Grief hit me hard. The heartbreak was physical — insomnia, anxiety, emotional exhaustion.
I sought closure; he offered silence.
I could have chosen hatred. Bitterness. Anger. But somehow, I didn’t. I found peace in the truth that came from therapy — truth he never had the courage or capacity to give me.
Patterns Repeat Until They’re Healed
I’ve seen similar dynamics in a close friend's life — the same emotional avoidance, the same inability to sit with intimacy, the same pattern of choosing relationships where they don't risk their heart, over meaningful ones.
It’s a cycle. People who fear closeness often gravitate toward partners who expect nothing emotionally. They either choose another avoidant, or a 'roommate'. In both scenarios there's no real love. And in both cases the outcome is eventually the same. An empty bed. To the avoidant it feels safe, but it’s hollow. A quiet loneliness fills the spaces where love should live.
Life eventually exposes this emptiness. There’s no running from yourself forever. New cars, holidays, distractions — nothing covers the ache of unhealed wounds. EVER.
Letting Go of What Was Never Yours to Carry
And here’s the revelation that set me free:
Their healing is not my responsibility. Their silence is not my fault. Their emotional distance is not a reflection of my worth.

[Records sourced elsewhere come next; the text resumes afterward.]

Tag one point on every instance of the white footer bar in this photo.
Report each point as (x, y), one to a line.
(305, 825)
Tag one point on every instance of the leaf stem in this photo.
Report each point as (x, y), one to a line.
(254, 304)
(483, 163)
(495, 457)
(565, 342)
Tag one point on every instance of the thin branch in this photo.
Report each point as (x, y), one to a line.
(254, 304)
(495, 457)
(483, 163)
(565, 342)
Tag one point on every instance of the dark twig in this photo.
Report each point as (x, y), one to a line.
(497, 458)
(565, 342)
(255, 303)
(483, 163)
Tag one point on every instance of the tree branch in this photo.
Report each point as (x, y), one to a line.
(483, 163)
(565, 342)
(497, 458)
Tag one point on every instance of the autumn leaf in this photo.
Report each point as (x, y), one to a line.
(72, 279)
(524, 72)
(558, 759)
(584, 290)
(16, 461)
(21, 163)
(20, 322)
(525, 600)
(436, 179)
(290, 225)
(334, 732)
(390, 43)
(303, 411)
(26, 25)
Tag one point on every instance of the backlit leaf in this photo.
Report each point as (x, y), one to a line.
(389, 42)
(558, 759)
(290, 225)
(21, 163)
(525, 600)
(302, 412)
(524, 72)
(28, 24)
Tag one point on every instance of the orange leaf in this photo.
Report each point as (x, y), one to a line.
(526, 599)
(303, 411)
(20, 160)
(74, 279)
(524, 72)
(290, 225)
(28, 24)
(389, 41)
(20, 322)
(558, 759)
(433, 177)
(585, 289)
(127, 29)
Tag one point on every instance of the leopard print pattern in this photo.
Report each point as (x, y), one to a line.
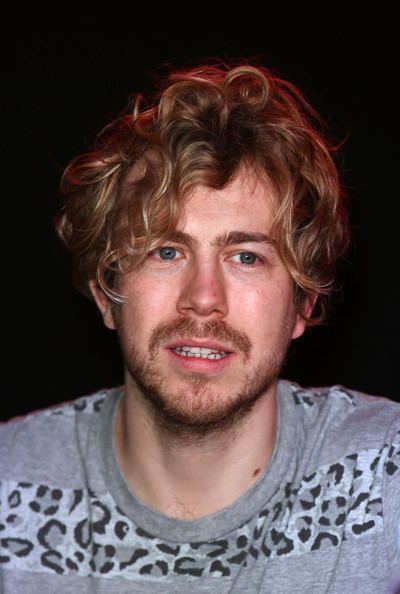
(79, 532)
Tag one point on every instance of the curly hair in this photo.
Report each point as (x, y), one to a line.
(124, 198)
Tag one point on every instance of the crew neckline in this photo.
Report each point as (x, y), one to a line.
(217, 524)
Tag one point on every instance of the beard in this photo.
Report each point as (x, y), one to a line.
(198, 408)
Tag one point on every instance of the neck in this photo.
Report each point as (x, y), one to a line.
(191, 478)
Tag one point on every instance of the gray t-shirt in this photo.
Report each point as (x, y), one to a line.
(323, 517)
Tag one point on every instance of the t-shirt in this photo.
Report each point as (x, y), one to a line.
(324, 516)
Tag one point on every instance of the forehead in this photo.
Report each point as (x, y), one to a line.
(247, 202)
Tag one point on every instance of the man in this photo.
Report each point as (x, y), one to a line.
(206, 228)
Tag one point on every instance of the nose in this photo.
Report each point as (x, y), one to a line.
(203, 292)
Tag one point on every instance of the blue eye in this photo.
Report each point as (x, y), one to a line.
(247, 258)
(167, 253)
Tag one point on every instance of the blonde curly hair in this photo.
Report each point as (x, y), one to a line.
(200, 127)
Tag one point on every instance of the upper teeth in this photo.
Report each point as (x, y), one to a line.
(199, 352)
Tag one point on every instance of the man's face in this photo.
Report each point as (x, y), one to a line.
(209, 316)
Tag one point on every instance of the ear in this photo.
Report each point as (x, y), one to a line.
(305, 310)
(103, 303)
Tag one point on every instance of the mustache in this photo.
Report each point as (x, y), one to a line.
(183, 328)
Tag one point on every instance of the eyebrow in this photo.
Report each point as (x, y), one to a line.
(226, 239)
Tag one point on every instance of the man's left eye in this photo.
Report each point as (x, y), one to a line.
(246, 258)
(167, 253)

I showed up. I loved fully. I tried — truly tried. And that is enough.
Some people spend their lives avoiding the very thing that could save them. But that is their journey, not mine. My journey led me to therapy, to clarity, to self-respect, and to release.
Closure Came from Within
I didn’t get closure from him (he's an avoidant, of course I didn't!!) — I got it from understanding. I didn’t get answers — I created them through reflection and healing.
I didn’t get an apology — I stopped needing one.
Peace arrived the moment I realised the story made sense. It wasn’t chaos anymore; it was a pattern. And patterns can be understood, healed, and consciously stepped out of.
A New Chapter Begins
Today, I’m no longer tangled in what-ifs or replaying old conversations in my mind. The pain has softened into wisdom.
The heartbreak has turned into strength.
I’m stepping into new chapters — new friendships, new possibilities, a new home, a new job, a new version of myself. A version that is healed, grounded, and open to healthy love.
And those who once kept themselves distant? They may always be haunted by the echoes of connections they were too afraid to nurture.
In essence, the discarded love of their life becomes the ghost who haunts them forever...
It's really quite astounding what happens, the script shifts. You feel the pain for years to start with and then once you let go, they start to feel the ache which gnaws at them forever.
Meanwhile, you healed, you understood and you know that none of this is your burden to carry anymore.
So, ONWARDS people onwards! Now that you've done the work the world is your oyster! Go live it, free in the knowledge that you won in the end!